Murphy finished as the leading reinsman in 1921 with 45 victories. Roy Grattan, a Canadian-bred gelding, was the stable's top performer with nine wins. He recorded his fastest drive in 1922 at Lexington, Kentucky, guiding Peter Manning to a 1:56¾ mile. The record stood for 16 years before being broken by Greyhound in 1938. By 1923, Murphy had surpassed $1 million in career purse earnings as a harness racing driver. Horses driven by Murphy won 64 of the 264 races contested on the Grand Circuit of 1923, the highest total among drivers. Following the close of the 1923 season, he moved his permanent residence and training stable to Syracuse, New York. Murphy topped the driver standings in 1924, winning 53 of the 265 Grand Circuit races. Tilly Brooke, Etta Druien, Czarworthy, and Baron Worthy were his leading campaigners. He led the 1925 season with 59 races to his credit. The Murphy stable produced 23 winners in 1926, with Murphy himself driving 16 of the victories and Harry Stokes accounting for the remainder.

===Retirement===
Murphy retired in 1927 after 37 years' active participation as a driver and trainer of trotters and pacers. Within days of announcing his retirement, he received more than 175 letters and telegrams in appreciation of his contributions to harness racing.

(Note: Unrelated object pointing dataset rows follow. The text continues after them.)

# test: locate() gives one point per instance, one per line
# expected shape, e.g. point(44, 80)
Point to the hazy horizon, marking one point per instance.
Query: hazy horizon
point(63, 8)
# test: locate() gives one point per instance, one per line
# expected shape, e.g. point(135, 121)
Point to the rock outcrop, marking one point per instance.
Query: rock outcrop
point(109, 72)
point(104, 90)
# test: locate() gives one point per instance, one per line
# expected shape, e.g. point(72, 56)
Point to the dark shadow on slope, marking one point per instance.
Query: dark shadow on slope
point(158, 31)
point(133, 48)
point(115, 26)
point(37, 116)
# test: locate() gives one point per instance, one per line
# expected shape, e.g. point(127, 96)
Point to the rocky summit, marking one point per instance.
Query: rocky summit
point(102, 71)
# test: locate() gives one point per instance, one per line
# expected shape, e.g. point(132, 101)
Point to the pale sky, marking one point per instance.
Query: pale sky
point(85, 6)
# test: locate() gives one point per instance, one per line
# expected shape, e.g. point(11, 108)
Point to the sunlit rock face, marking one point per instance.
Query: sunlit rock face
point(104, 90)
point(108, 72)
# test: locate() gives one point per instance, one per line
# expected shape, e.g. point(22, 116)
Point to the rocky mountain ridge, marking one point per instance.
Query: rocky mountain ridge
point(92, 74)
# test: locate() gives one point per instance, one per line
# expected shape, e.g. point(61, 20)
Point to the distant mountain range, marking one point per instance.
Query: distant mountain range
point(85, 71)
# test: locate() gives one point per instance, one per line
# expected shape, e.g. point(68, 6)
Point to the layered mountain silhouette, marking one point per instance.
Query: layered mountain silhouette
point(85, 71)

====Thoroughbred Racing====
Murphy entered thoroughbred racing following his retirement at age 50, joining Greentree Stable as a trainer. His first action after taking over the stable at Belmont Park was remodelling the barn. Over the course of three seasons, he developed 111 winners as a trainer. Murphy also trained the thoroughbred racehorse Twenty Grand for his victory in the 1931 Kentucky Derby.

====Return to Harness Racing====
He returned to harness racing in 1951, resuming his career as a trainer. Murphy achieved further recognition as the trainer of Kimberly Kid, who was named 1955 Horse of the Year. Bullet Hanover, another horse trained by Murphy, set a world record for two-year-olds with a mile time of 1:57 in 1959.

== Personal life ==
He had three sons, Thomas W. Jr., Alfred T., and Oliver A. Murphy.

==Death==
Murphy died on March 20, 1967, in Poughkeepsie, New York, at the age of 90.

==Legacy==
T. W. Murphy was harness racing's leading money-winning driver in 16 of his 19 seasons from 1909 to 1927. His success on the track during the 1920s earned him the title the "Wizard of the Reins." He established the first sub-two-minute race records in both gaits. He drove Tilly Brooke to a 1:59 mile in 1924, making her the first trotter to break the two-minute barrier, and guided Frank Bogash Jr. to the first sub-two-minute record by a pacer.

He was elected to the United States Harness Racing Hall of Fame as part of the 1967 induction class.